Quando parliamo di tiro con l’arco, quasi inevitabilmente, pensiamo allo sport agonistico che tutti conosciamo, con i suoi bellissimi archi compound o olimpici, dove l’arciere prima del tiro si mette in posizione sulla linea e mira a fare centro.
In Giappone però tirare con l’arco è una pratica antichissima, che oltre a essere nata come pratica di caccia e militare, veniva utilizzato anche in molte cerimonie religiose.
Il Kyudo
Il tiro con l’arco giapponese è molto diverso da quello occidentale. Nel Kyudo (l’arte marziale giapponese, conosciuta anche come “via dell’arco”) l’arciere non mira a centrare il bersaglio, ma ad avere una maggior padronanza e conoscenza del proprio “Sé” interiore. Questa pratica comprende numerosi movimenti formali che precedono e seguono (Kihontai, o Taihai) il tiro vero e proprio (detto Sha).
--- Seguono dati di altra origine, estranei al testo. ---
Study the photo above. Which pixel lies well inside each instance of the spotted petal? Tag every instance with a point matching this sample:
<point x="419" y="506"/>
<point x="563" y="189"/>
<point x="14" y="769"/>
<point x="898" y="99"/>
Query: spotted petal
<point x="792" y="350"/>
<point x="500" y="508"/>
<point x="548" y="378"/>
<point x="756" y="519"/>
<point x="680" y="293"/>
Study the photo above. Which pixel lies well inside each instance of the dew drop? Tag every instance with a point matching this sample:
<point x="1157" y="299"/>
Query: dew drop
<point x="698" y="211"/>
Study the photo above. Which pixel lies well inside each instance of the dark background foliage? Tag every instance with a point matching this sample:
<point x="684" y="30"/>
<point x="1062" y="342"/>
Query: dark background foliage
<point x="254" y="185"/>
Per un arciere che pratica il Kyudo, infatti, è fondamentale eseguire ogni movimento con la massima precisione. Il corretto modo di sedersi, di alzarsi, di camminare, di fare l’inchino, di respirare e così via, sono fondamentali per la corretta esecuzione del tiro in quanto portano il tiratore alla concentrazione necessaria.
Il tiro vero e proprio non è preparato come lo conosciamo noi, abituati a tendere l’arco di fronte al viso, ma viene preparato alzando l’arco, successivamente teso e solo dopo portato ad altezza viso per il tiro.
L’arco Giapponese
L’arco utilizzato nel Kyudo viene chiamato Yumi ed è un arco di bambù molto lungo, senza nessun tipo di equipaggiamento. È un arco asimmetrico dove l’impugnatura per il tiro è più in basso rispetto al centro. Come per gli archi occidentali, anche la lunghezza dello Yumi varia da arciere ad arciere. A seconda dell’altezza del tiratore, lo Yumi parte da un minimo di 2.12 m di lunghezza.
Questo tipo di arco, inizialmente creato esclusivamente con materiali naturali, viene oggi costruito anche con materiali sintetici come per esempio la fibra di carbonio. Questo perché utilizzare materiali naturali rende un arco molto delicato, che richiede una manutenzione più accurata rispetto a quelli moderni.
La forma asimmetrica dell’arco è sia la soluzione all’esigenza di riuscire a tirare anche in sella al cavallo al galoppo, e quindi evitare intralci con il cavallo, sia un metodo per rendere il tiro più facile per l’arciere in quanto quest’ultimo tende la corda nel punto in cui questa vibra di meno. Quando si effettua il tiro, il rilascio della corda tende a mandare la freccia verso sinistra o destra. Per risolvere questo problema negli archi moderni è stata creata una “finestra” laterale che consente alla freccia, non più rigida, di restare sul piano di scorrimento della corda, ottenendo quindi una spinta rettilinea.
Nell’arco Yumi invece questo problema è stato risolto in modo diverso: l’arciere, che utilizza comunque frecce rigide, sposta lateralmente la mano che sostiene l’arco applicando delle torsioni all’impugnatura e facendo in modo che la freccia venga tirata in modo rettilineo. Questo provoca una rotazione dell’arco nella mano sinistra portando la corda dalla parte opposta del polso.
Nel corso del tempo il tiro con l’arco ha assunto stili e scopi diversi di paese in paese. Qualsiasi sia il metodo e lo stile di tiro, è innegabile che si tratta di uno sport affascinante adatto a tutte le esigenze e le motivazioni personali per le quali si sceglie questo sport.